Updating themes he first developed in an Atlantic magazine article 21 years ago titled “The Coming Anarchy,” Kaplan said the end of a bipolar world organized around U.S. and Soviet Union influence has revealed that a still-dominant U.S. can’t quite control all the world’s problems.
Kaplan said instability, notably the protracted U.S. efforts to manage the bellicose behavior of Cold War-era dictators such as Saddam Hussein has delayed “pivoting to Asia,” where China’s rise in economic stature has created huge opportunities and challenges for the U.S. He also argued that the rise of brutally violent Islamic militants is a symptom of a broader power vacuum.
For investors wondering how much Middle East instability or a more militarized Asia might affect their decision-making, Kaplan stressed that the stakes of this instability for investors are as varied as the world is big.
“If there were war in the South China Sea, it would be bad for the stock market,” Kaplan told the audience of several hundred financial advisors and investment industry professionals. “If Yemen collapses, no one would care, but if Saudi Arabia collapses, it would reverberate in oil markets.”
About 1,900 people are attending the four-day event, with about 60 percent of them financial advisors. Inside ETFs, the world’s biggest ETF conference, runs from Sunday, Jan. 25 through Wednesday, Jan. 28 at the Diplomat Resort & Spa in Hollywood, Florida.
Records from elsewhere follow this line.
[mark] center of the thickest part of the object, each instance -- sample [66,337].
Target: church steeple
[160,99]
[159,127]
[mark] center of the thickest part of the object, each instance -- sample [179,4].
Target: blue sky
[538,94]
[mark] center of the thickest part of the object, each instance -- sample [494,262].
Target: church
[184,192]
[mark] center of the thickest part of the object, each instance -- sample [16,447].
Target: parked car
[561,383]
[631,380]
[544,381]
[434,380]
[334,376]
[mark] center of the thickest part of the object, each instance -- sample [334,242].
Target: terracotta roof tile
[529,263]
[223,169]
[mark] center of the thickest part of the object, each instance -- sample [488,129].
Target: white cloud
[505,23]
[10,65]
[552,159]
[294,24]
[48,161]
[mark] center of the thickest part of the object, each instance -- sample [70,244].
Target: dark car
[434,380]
It is being put on by ETF.com, the ETF news and data provider.
Get Used To ISIS
Kaplan implored the audience not to hold its breath about any quick solutions to problems in the Middle East, arguing violence could continue another 30 years in places like Iraq, Syria and Libya, which he says have never been particularly stable over the centuries.
Conversely, Kaplan argued that Iran is quite different in this regard, saying Persian stability and influence has been a major characteristic in the Middle East for thousands of years.
As far as that goes, Kaplan said notwithstanding considerable suspicions on both sides, he hoped that the U.S. and Iran can strike some grand bargain aimed at restoring order in the region over the longer term.
Indeed, Kaplan said a carefully crafted U.S.-Iran partnership makes a lot more sense than the so-called close relationship the U.S. has with Saudi Arabia, an inherently unstable state with scant history of deep geopolitical influence.
Iran, too, has considerable energy resources, and Kaplan says it makes more sense for the U.S. to partner with Iran, given Iran's inherent stability as well as expanding U.S. energy production.